In Italia il problema è soprattutto politico. Ma nel mondo, secondo autorevoli osservatori, non sarebbe così.

La colpa non andrebbe addossata ai prezzi dei materiali, solo in parte responsabili. Secondo l’Economist l’industria è diventata meno intensiva dal punto di vista del capitale, con la progressiva sostituzione della forza lavoro a vantaggio delle macchine. Un trend meno spiegabile in paesi come l’Arabia Saudita dove è più conveniente importare operai dall’India o il Pakistan piuttosto che acquistare macchine. L’altra causa è la mancata aggregazione da parte di molte imprese di costruzione, che così perdono in competitività, non potendo sfruttare i benefici che altre economie di scala consentirebbero.

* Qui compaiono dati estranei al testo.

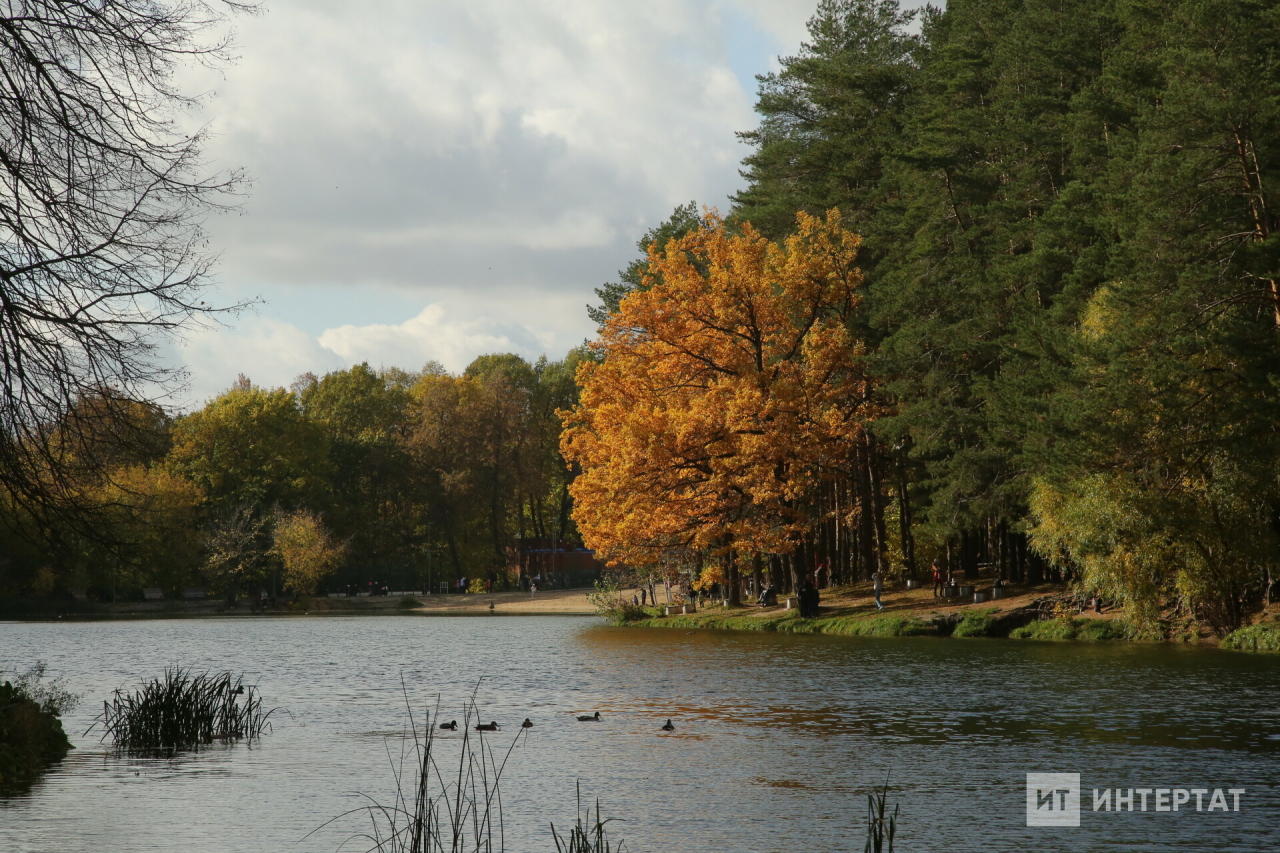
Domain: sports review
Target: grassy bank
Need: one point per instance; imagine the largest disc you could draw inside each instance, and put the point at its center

In America attualmente ci sono 730.000 imprese, con una media di 10 addetti l’una. in Europa ve ne sono 3.3 milioni, con una media di soli 4 lavoratori l’una. La competizione è forte e i margini più bassi di qualsiasi altra industria, escluso il retail.

Le imprese cercano di massimizzare i profitti più che di collaborare, con il risultato che si alzano i prezzi per i clienti perdendo di vista gli strumenti che possono migliorare la produttività. Secondo l’architetto olandese Ben van Berkel, mentre tutti usano l’iPhone, l’industria delle costruzioni sarebbe ferma al Walkman.

Gli strumenti ci sono, dal BIM alle gru controllate da remoto alle macchine a guida autonoma ( Komatsu sta sviluppando un nuovo dozer innovativo da questo punto di vista).

Ma quanti (da noi ma anche altrove, viste le perplessità degli autorevoli pareri citati) li conoscono, li sanno usare, ci credono, vogliono investirci?